Разведчик отставил стаканчик — стало чуть лучше, утихла спазматическая дрожь.
— Глупо влетел, — проговорил он. — Отработал чисто, а влетел… Понимаешь, замёрз, зуб на зуб… Помутнение началось, ничего не соображал. Только бы до машины…
— Ну влетел, влетел, — успокоил Мамонт. — Что теперь? Я тоже влетел. Ничего, жив остался.
— Ты чей? — вдруг спросил горбоносый.
— Так тебе и скажи!
— Нет, я на тот предмет… Может, договоримся? — предложил он. — Ты же русский человек? Ну что нам делить?
— Как это — что? — усмехнулся Мамонт. — Информацию.
— Тебя что интересует? — не сразу спросил горбоносый.
— А тот домик, где ты интервью брал. Особенно его хозяин и гости.
— Дай, пожалуйста, сигареты, в бардачке…
— Возьми сам, — бросил Мамонт.
Разведчик достал лишь сигареты и зажигалку — ничего не нажимал, не включал, да и по всей вероятности, ему невыгодно было поднимать тревогу. На правительственных дачах жило много пенсионеров, «бывших», но кто считал, сколько «настоящих»? Вряд ли он ползал бы всю ночь под окнами и лепил на стёкла датчики какому-нибудь ветерану.
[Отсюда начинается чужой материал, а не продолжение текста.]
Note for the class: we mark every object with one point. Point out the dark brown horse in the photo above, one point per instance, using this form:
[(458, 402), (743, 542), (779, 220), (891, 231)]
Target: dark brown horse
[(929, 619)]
В дом с мезонином у Службы не было входа! Ни под каким предлогом и прикрытием. Всякая тревога, приезд дополнительных сил на выручку не прошли бы незамеченными: кроме официальной охраны, неподалёку от наблюдаемого дома было заметно движение негласной. Поднимается шум у забора — скандал обеспечен.
Горбоносый курил, медленно затягиваясь, думал и время от времени трогал пальцами несуществующие усы. Он принимал Мамонта за коллегу, за такого же подневольного, как он сам, и это его заблуждение необходимо было поддерживать.
От одной сигареты прикурил другую.
— Всё-таки чей ты? — ещё раз спросил он. — Нет, разумеется, я в твоих руках. Влетел так влетел… Можешь вывезти, хлопнуть, сдать. Не в этом дело. Ты можешь забрать мои материалы. Конечно, обидно: я на грядках дуба давал, рисковал, а ты на готовенькое…
— Я не грабитель, — миролюбиво сказал Мамонт. — Интересное дело! Мне что, надо было подвинуть тебя на грядке, мол, дай рядом лечь, послушать? Вижу, человек работает. Мешать не стал… Поделимся по-братски! Между прочим, я тебе тыл обеспечивал, негласную уводил.
— Ты понимаешь, — горбоносый замялся. — Возьми себе всю плёнку. Так будет лучше. Хуже, если наша информация пересечётся.
— Даю гарантию — нет.
— Погоди! — Он слегка оживился. — Кажется, я догадываюсь, чей ты… Хотя не понимаю, зачем ты вытаптывал Зямщицев?
— Это ты в порядке размышлений? — спросил Мамонт. — Или доложить зачем?